= Museum of Illumination and Heating Appliances =

Privately run museum in Istanbul, Turkey

The Museum of Illumination and Heating Appliances (Aydınlatma ve Isıtma Araçları Müzesi) is a small, privately run museum adjacent to the Blue Mosque and Hagia Sophia in the Sultanahhmet neighbourhood of Eminönü in Istanbul, Turkey.

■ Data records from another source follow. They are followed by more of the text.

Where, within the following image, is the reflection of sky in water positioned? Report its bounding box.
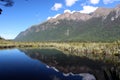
[0,49,95,80]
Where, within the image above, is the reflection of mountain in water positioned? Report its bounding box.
[21,49,117,80]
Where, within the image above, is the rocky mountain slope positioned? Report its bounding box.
[15,5,120,41]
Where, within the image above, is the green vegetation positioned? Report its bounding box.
[0,40,120,77]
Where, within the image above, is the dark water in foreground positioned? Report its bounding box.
[0,49,114,80]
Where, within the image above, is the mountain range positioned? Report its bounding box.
[14,5,120,41]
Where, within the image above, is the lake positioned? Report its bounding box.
[0,49,115,80]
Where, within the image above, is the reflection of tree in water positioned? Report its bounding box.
[21,49,119,80]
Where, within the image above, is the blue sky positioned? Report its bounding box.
[0,0,120,39]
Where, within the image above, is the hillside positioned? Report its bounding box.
[15,5,120,41]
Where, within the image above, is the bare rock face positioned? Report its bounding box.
[15,5,120,41]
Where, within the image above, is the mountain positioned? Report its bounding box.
[15,5,120,41]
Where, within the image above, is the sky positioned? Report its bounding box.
[0,0,120,39]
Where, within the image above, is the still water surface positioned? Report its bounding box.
[0,49,111,80]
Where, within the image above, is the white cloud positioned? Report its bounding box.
[51,3,62,11]
[80,6,98,13]
[64,9,75,13]
[90,0,100,4]
[65,0,78,7]
[103,0,120,4]
[47,14,60,20]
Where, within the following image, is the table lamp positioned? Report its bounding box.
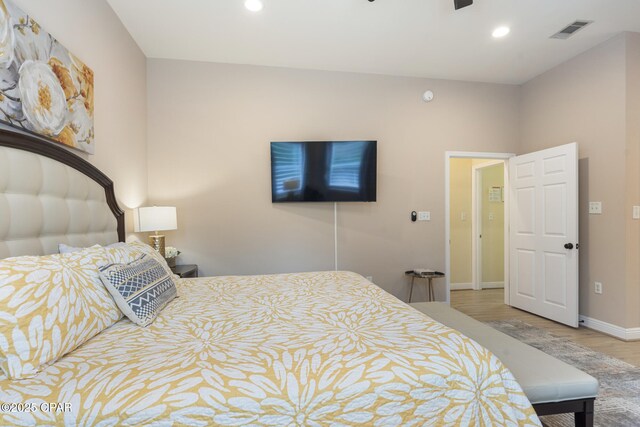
[133,206,178,256]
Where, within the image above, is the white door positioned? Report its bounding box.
[509,142,578,328]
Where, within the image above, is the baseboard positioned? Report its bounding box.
[580,316,640,341]
[482,282,504,289]
[451,282,504,291]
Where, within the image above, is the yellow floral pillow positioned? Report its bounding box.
[0,246,122,379]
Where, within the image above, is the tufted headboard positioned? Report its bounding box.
[0,129,125,259]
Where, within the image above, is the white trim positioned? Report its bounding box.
[580,315,640,341]
[451,283,473,291]
[444,151,515,310]
[451,282,502,290]
[502,162,513,306]
[480,282,504,289]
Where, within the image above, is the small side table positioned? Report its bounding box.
[171,264,198,278]
[404,270,444,302]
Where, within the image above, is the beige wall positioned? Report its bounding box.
[147,59,518,300]
[480,163,504,284]
[449,159,473,285]
[14,0,147,234]
[625,33,640,327]
[519,35,640,327]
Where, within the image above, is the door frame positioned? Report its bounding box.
[444,151,515,305]
[471,159,508,291]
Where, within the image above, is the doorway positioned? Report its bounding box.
[445,142,579,327]
[445,152,513,304]
[470,159,506,290]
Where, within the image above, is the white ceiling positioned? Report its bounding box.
[107,0,640,84]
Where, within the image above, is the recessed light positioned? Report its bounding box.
[244,0,264,12]
[491,27,511,39]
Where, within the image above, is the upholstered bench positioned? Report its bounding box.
[410,302,598,426]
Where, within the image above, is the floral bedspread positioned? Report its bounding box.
[0,272,540,426]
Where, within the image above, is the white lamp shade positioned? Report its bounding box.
[133,206,178,232]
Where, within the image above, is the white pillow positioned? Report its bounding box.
[58,242,126,254]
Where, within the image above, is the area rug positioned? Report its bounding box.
[487,320,640,427]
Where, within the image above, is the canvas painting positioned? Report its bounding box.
[0,0,95,154]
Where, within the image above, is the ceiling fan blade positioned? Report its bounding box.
[453,0,473,10]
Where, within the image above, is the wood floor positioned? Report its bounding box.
[451,289,640,366]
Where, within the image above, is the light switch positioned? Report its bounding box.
[589,202,602,215]
[418,212,431,221]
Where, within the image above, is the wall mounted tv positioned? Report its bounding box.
[271,141,377,203]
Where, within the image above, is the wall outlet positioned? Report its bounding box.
[594,282,602,294]
[418,212,431,221]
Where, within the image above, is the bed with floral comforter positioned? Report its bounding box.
[0,272,540,426]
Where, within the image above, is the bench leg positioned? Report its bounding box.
[575,400,593,427]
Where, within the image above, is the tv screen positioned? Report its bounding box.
[271,141,376,203]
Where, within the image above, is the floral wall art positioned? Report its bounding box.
[0,0,95,154]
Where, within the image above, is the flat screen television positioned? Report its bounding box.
[271,141,377,203]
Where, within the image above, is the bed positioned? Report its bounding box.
[0,131,540,426]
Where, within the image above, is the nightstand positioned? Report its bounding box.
[171,264,198,278]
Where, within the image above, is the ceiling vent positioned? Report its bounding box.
[551,21,593,40]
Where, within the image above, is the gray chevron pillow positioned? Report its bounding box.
[100,255,177,326]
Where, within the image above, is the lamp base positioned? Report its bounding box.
[149,234,164,257]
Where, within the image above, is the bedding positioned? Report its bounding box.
[0,272,540,426]
[0,245,122,379]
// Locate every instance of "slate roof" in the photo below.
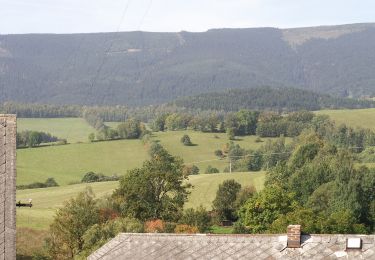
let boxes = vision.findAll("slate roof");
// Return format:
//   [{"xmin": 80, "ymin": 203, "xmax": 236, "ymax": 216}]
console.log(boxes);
[{"xmin": 88, "ymin": 233, "xmax": 375, "ymax": 260}]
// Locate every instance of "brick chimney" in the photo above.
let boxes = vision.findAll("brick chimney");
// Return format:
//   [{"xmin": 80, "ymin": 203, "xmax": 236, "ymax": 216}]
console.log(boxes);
[{"xmin": 287, "ymin": 225, "xmax": 301, "ymax": 248}]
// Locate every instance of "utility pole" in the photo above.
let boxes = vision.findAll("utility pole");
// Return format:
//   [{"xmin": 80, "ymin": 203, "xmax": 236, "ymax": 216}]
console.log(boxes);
[{"xmin": 229, "ymin": 157, "xmax": 232, "ymax": 173}]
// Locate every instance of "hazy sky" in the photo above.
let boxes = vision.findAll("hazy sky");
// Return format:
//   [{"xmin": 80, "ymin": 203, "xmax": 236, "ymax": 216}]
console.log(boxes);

Located in a restored 19th-century mansion, the museum houses a large collection of antique and archaic heating and lighting appliances, as well as a variety of other Anatolian artifacts. The museum's pamphlet sums up its collection as:

Almost 90 percent of the items presented have been collected in Anatolia, while the remaining are from various parts of the world. Among these are
- stone lamps (40,000 years old),
- quick flammable plants (with the spark of two flint stones),
- oil lamps made of clay (15,000 years old),
- metal items 9,000 years old,
- glass 4,5000 years old,
- the discovery of steam energy,
- oil lamps from the Seljuk era,
- a porcelain oil lamp similar to the one at Louvre,
- cooking stoves,
- candle sticks from various countries and religions,
- kerosene lamps,
- Beykoz oil lamps,
- coal stoves and irons,
- Seljuk braziers,
- Ottoman incense burners,
- city gas lamps,
- stoves
- chandeliers, oil lamps, spirit lamps, acetylene lamps, Byzantine and Roman oil lamps,
- lanterns from different eras and places, and
- hundreds of amazing items for illumination and heating.

All are displayed in historical sequence, starting from the discovery of fire one million years ago.

For foreign visitors interested in Ottoman culture and society, the collection of room heaters and similar appliances gives a window into the lifestyle of Istanbul's golden age.